Ghana's population is about 77% Christian (Protestant and Catholic) and 16% Muslim. The country already has anti-homosexuality laws on the books from when the British ruled there, but those laws reportedly are rarely enforced.
Sam George, a member of Ghana's parliament who proposed the new legislation, said he was motivated in part to counter the increasing "advocacy" and "propaganda" being peddled by Ghana's LGBT activists.
"We are just bringing our laws up to speed to ensure that so long as our national position has not changed and still homosexuality is an illegality, let's make the laws reflective of that," told Deutsche Welle (DW.com).

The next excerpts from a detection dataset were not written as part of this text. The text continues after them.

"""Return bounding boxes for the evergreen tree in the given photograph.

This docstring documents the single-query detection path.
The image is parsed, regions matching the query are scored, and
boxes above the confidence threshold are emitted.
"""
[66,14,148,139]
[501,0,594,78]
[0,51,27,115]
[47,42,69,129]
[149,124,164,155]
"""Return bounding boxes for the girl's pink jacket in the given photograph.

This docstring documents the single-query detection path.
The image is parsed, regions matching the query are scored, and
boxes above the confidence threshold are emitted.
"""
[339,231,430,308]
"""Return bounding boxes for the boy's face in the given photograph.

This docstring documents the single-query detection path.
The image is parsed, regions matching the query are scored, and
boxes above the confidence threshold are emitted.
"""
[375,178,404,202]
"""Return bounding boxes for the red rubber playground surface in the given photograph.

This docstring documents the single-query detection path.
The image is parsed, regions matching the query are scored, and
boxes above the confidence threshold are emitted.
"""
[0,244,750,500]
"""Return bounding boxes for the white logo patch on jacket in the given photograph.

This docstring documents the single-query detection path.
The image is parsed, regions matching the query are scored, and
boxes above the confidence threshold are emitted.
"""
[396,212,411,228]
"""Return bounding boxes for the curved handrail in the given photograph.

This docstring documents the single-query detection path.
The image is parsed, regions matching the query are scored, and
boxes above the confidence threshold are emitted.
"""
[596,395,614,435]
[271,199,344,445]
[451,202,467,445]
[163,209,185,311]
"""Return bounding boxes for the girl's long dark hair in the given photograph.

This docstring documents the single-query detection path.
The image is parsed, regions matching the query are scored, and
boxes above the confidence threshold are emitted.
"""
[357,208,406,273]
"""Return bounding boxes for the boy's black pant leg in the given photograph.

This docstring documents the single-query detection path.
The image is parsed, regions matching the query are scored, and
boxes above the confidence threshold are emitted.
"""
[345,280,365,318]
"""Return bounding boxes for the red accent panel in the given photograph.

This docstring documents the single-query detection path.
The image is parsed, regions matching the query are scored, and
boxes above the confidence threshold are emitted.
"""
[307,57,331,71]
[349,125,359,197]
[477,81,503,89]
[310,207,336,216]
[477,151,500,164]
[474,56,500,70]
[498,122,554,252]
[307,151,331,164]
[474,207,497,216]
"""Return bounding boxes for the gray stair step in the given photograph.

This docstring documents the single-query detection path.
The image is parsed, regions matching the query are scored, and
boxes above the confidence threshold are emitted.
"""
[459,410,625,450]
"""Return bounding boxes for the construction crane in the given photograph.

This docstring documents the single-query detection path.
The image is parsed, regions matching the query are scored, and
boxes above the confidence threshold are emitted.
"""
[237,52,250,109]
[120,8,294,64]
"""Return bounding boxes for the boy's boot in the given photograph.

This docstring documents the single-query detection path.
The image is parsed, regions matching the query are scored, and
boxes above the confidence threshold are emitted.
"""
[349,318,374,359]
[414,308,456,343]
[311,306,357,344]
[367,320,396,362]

"Our constitution says rights can be curtailed so long as they pose an existential threat to the public safety, public health and public moral," said George. "This act of homosexuality poses a public health challenge and a public moral challenge."
"We need to protect our children who are the target of these LGBTQ+ people, who make them believe that this is a new way of life," George told Agence France Press.

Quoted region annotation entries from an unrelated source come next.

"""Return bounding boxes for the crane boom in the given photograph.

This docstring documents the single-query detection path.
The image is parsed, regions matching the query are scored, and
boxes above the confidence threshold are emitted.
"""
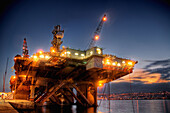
[88,14,107,49]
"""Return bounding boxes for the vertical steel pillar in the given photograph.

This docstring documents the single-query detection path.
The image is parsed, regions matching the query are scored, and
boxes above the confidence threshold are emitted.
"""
[30,77,35,100]
[94,82,98,107]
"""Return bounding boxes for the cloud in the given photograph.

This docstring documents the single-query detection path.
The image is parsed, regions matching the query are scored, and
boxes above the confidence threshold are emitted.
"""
[113,59,170,84]
[113,69,170,84]
[144,59,170,80]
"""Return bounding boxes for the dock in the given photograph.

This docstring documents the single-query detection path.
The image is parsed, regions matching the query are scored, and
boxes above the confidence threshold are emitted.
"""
[0,99,34,113]
[0,100,18,113]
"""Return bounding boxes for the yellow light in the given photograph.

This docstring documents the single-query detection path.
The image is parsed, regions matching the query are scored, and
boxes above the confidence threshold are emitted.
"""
[34,55,37,59]
[51,49,55,53]
[117,63,121,66]
[40,55,44,58]
[128,62,133,65]
[39,51,43,54]
[67,51,71,54]
[96,48,102,54]
[112,62,116,66]
[106,61,110,65]
[102,16,107,21]
[45,56,50,59]
[81,54,84,56]
[75,53,79,56]
[99,83,103,87]
[94,35,99,40]
[122,61,125,64]
[90,51,93,55]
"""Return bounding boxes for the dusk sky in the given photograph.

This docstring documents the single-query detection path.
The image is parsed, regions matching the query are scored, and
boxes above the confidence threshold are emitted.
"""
[0,0,170,92]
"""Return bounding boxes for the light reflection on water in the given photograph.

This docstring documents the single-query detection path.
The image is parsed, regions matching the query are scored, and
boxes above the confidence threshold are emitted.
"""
[20,100,170,113]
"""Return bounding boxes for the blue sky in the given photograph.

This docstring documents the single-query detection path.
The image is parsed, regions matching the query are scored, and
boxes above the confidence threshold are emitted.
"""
[0,0,170,90]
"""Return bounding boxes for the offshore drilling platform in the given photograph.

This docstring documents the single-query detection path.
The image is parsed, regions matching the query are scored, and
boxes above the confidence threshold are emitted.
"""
[10,15,137,107]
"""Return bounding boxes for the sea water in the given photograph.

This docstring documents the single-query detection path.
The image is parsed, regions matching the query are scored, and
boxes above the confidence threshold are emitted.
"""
[20,100,170,113]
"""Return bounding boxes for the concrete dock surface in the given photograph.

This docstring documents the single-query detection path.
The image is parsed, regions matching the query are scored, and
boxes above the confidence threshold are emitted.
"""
[0,99,32,113]
[0,100,18,113]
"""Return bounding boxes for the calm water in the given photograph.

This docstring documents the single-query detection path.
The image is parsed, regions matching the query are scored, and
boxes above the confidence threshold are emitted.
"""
[20,100,170,113]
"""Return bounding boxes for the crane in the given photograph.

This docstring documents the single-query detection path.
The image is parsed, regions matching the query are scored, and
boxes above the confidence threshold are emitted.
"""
[88,14,107,49]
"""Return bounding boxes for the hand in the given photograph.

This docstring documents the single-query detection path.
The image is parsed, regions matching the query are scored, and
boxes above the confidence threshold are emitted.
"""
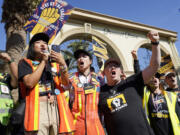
[147,31,159,42]
[0,52,11,62]
[131,50,137,60]
[50,50,66,66]
[41,52,50,63]
[31,8,60,35]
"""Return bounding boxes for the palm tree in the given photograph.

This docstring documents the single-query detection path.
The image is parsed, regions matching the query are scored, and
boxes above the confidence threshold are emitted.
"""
[0,0,41,102]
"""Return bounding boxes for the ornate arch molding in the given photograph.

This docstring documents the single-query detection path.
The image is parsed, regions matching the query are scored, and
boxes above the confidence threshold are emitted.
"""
[56,28,128,71]
[134,40,171,55]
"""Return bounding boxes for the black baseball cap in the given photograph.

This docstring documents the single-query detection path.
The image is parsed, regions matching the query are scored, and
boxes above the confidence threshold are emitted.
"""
[74,49,92,60]
[29,32,49,45]
[104,58,121,68]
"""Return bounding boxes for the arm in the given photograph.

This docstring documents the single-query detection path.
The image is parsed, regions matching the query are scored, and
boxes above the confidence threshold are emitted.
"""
[23,53,48,89]
[142,31,161,84]
[50,50,69,86]
[0,53,18,88]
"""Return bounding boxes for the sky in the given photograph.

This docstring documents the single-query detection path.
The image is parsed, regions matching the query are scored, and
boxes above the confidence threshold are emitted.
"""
[0,0,180,54]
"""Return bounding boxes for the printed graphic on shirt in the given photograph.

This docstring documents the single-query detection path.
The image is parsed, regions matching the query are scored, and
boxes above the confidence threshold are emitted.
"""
[151,95,169,119]
[107,94,128,113]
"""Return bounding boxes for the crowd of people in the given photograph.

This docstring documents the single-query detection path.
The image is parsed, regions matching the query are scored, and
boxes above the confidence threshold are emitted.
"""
[0,31,180,135]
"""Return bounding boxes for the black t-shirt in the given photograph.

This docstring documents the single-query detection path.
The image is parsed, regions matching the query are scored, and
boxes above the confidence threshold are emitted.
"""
[148,94,173,135]
[99,72,153,135]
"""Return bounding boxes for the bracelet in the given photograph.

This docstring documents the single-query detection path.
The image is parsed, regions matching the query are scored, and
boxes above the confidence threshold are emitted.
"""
[151,41,159,46]
[8,58,14,64]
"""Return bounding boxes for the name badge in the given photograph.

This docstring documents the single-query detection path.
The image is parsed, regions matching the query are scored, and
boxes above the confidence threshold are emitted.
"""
[84,84,96,94]
[1,85,9,94]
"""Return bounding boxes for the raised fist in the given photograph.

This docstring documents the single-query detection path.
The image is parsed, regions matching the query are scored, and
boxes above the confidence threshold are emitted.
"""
[147,31,159,42]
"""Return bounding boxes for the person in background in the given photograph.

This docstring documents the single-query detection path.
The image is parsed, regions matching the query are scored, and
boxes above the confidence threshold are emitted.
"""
[143,74,180,135]
[165,72,180,124]
[131,50,140,73]
[18,33,74,135]
[0,52,18,135]
[165,72,180,92]
[70,49,105,135]
[99,31,161,135]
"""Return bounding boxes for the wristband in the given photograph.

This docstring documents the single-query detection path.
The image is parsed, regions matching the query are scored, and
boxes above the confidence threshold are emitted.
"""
[151,41,159,46]
[8,58,14,64]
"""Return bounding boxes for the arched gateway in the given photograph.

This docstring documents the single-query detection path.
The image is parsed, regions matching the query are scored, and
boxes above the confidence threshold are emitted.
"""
[52,8,180,75]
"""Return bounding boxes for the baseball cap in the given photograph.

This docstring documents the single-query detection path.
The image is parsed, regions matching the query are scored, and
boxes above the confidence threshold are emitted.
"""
[29,32,49,45]
[74,49,92,60]
[104,58,121,68]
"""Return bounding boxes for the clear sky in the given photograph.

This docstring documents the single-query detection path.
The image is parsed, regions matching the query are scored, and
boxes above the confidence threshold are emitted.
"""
[0,0,180,54]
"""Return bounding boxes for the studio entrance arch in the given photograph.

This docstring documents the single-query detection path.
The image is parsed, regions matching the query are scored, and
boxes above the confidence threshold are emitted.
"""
[54,8,180,76]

The legislation is entitled, "The Promotion of Proper Human Sexual Rights and Ghanaian Family Values Bill 2021."
According to the Ghanaian NGO Interfaith Diversity Network of West Africa (IDNOWA), many LGBT persons face persecution in Ghana, from the public and family members.
“More and more LGBT people have had to flee their homes and communities, or are being targeted by attacks," IDNOWA activists told FRANCE 24. "They are under intense pressure. The damage is also psychological."
Alexandre Marcel, director of the Idaho France Committee rights group, based in Paris, said the persecution is fueled by religious leaders who teach traditional morality. He especially blamed the Ghanian Catholic bishops.
“They bear responsibility for this hate speech against homosexuals," said Marcel. "How can the pope accept that his bishops support such a law?”
The Catechism of the Catholic Church states, "Basing itself on Sacred Scripture, which presents homosexual acts as acts of grave depravity, tradition has always declared that "homosexual acts are intrinsically disordered." They are contrary to the natural law. They close the sexual act to the gift of life. They do not proceed from a genuine affective and sexual complementarity. Under no circumstances can they be approved."
Many conservative Protestant and charismatic churches, as well as Islam, hold essentially the same view as the Catholic Church on homosexuality: It is contrary to God's design and will.
A 2016-2018 survey by Afrobarometer asked Ghanians about acceptance of homosexuals as neighbors: 92.54% said they would "not tolerate" it and only 7.17% said they would.
A 2013 survey showed that 96% of Ghanians said society should not accept homosexuality.